Génesis 13, 2. 5-18; Sal 14, 2-3a. 3bc-4ab. 5 ; san Mateo 7, 6. 12-14

En aquel tiempo, dijo Jesús a sus discípulos: «No deis lo santo a los perros, ni les echéis vuestras perlas a los cerdos”. Estas palabras tienen el sentido que siempre se les ha dado: lo mejor que tenemos nosotros no lo echemos a perder. También se ha comentado este Evangelio en el sentido de que hay gente a la que no debemos darle lo mejor de nosotros porque abusarán de esas cosas buenas, las retorcerán, se reirán de nosotros, y luego, como dice textualmente el Evangelio, “las pisotearán y se volverán para destrozaros”.

Son duras estas palabras y parecen, a primera vista en contradicción con el darlo todo a todos, para ganar a todos. Pero ciertamente el Señor nos ha dado una cabeza, esto es, un entendimiento para juzgar rectamente lo que debemos decir, cuándo y a quién.

No debemos “juzgar a nadie” previamente (lo comentábamos en el Evangelio de ayer), pensando que “seguro que no entiende nada de estas cosas”. No. Este pre-juicio hay que desecharlo. Pero una vez que hemos ofrecido “lo santo”, como dice el Evangelio, a una determinada persona, y observamos que su proceder es, como aquí leemos, que lo “pisotean” y luego se “vuelven para destrozaros”, a partir de ese momento: hemos de ir con más cuidado.

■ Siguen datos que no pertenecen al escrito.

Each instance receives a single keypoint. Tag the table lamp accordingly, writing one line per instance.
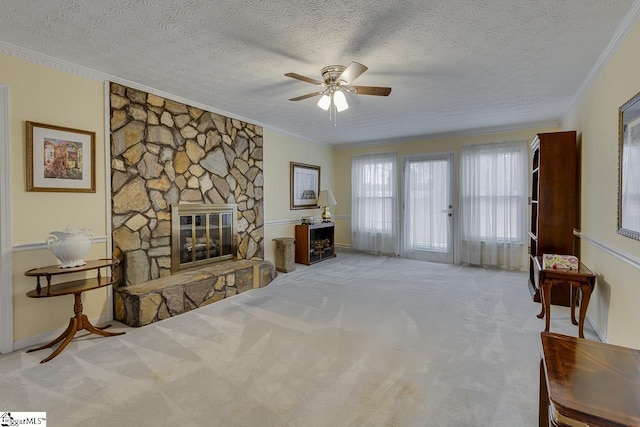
(325, 200)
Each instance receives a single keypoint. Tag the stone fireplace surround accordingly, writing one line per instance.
(165, 153)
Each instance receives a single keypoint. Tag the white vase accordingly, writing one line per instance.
(71, 245)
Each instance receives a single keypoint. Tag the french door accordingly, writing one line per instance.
(428, 220)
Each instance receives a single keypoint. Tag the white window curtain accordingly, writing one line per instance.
(493, 205)
(374, 204)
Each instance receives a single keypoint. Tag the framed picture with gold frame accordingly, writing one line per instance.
(305, 186)
(60, 159)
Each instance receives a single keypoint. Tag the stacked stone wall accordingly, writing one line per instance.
(164, 153)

El problema es que cuando alguna vez hemos derrochado cariño, comprensión, hemos dado “lo santo”, lo mejor de nosotros mismos a alguien y vemos que no nos responden, que se toma todo aquello, “nuestras perlas” -les llama el Evangelio- y nos lo rechazan e incluso se hace airadamente, entonces, nos enfadamos. Esto último es lo malo porque entonces venimos a tener una reacción del tipo de “¿con que esas tenemos, eh?, pues ahora te fastidias”.

Esto no. Esto no es lo que enseña el Señor. Él no dice que si no te hacen caso, entonces “tienes derecho” a enfadarte; tampoco dice que no lo volvamos a intentar un poco más adelante; menos aún dice que no recemos -todo lo contrario- para que esa persona empiece a poder escuchar lo que le estamos diciendo de parte de Dios, es decir “lo santo”. Así, quizá insistiendo una y otra vez podrá ir entendiendo la maravilla de “perla” que es nuestra fe, para que sea consciente y no la pisotee. Quizá despreciamos las cosas grandes porque no podemos erguirnos, estamos inclinados en el suelo, sin que despunte la gracia de Dios, sin ser capaces de distinguir entre una perla y el barro.

Pensar estas cosas, nos tiene que llevar a dar muchas gracias a Dios si tenemos la suerte de ser hombres de fe. Pero, además nos tiene que llevar también a amar mucho a quien no tiene la fe y a ofrecer oraciones y sacrificios por quienes, siendo nuestros hermanos, carecen en su interior de “lo santo” porque no conocen a la “perla” que es Dios; o, habiéndola conocido, terminaron despreciándola o ignorándola, sin darse cuenta que era nada menos que un regalo de su Padre Dios y, por consiguiente, “lo más santo” que hay en el cielo y en la tierra.